The cultural impact was bigger than the technical one. The phrase "rootkit" entered mainstream press for the first time, and the precedent — that a major corporation might willfully ship rootkit-style software to its customers — made the term ominous in a way that purely criminal rootkits never had.
Modern defenses
- Secure Boot (UEFI) — the firmware refuses to run an unsigned bootloader. Required for Windows 10/11; available on most Linux distros.
- Measured Boot — the firmware records cryptographic measurements of every stage as it boots, stored in the TPM. Remote attestation can verify those measurements match a known-good configuration.
- Driver signing — the OS refuses to load unsigned kernel drivers. Microsoft enforces this on Windows x64; macOS enforces system-extension signing; Linux supports Lockdown mode.
- HVCI / Virtualization-Based Security — the OS runs the kernel inside a hypervisor and uses hardware to prevent the kernel from making arbitrary changes to its own code. Defeats most kernel rootkits even if loaded.

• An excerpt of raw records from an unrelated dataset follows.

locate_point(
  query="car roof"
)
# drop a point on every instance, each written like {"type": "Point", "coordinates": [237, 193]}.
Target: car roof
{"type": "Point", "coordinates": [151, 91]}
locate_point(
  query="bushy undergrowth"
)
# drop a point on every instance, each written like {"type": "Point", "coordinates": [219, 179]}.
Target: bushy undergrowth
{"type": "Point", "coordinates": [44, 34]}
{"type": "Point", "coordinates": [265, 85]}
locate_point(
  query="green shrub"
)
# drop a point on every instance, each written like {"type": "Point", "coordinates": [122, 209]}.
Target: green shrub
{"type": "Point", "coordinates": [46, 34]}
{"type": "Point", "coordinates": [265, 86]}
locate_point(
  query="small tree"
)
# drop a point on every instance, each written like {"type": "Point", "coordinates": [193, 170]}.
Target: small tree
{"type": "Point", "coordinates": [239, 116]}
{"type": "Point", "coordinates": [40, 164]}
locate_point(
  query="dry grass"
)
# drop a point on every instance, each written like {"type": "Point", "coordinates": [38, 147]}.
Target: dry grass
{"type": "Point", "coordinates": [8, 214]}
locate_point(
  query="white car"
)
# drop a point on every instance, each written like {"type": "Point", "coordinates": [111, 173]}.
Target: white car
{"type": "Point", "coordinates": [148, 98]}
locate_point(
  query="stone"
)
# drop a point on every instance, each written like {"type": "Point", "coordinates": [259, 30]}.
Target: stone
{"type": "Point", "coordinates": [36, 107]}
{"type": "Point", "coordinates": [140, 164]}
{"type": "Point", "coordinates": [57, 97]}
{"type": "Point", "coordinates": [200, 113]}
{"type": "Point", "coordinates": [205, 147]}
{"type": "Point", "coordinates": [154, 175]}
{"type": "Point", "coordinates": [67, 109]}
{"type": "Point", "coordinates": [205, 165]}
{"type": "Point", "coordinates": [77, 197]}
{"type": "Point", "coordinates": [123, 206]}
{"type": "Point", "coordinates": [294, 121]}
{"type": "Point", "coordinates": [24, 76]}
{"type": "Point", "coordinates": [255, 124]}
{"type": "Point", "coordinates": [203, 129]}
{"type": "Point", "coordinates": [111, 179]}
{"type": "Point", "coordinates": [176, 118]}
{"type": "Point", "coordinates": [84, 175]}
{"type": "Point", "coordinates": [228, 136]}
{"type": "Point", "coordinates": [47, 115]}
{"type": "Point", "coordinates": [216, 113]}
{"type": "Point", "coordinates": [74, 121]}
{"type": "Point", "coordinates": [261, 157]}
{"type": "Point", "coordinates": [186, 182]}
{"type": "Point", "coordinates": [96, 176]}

- Anti-rootkit scanners that boot from external media — the only way to detect deep rootkits is to ask the question from outside the compromised system.
- Firmware update discipline — OEMs ship UEFI firmware updates; most users never apply them. Patch your firmware.
- For nation-state threat models — assume any device that was out of your physical control could have a firmware implant. Treat it as suspect.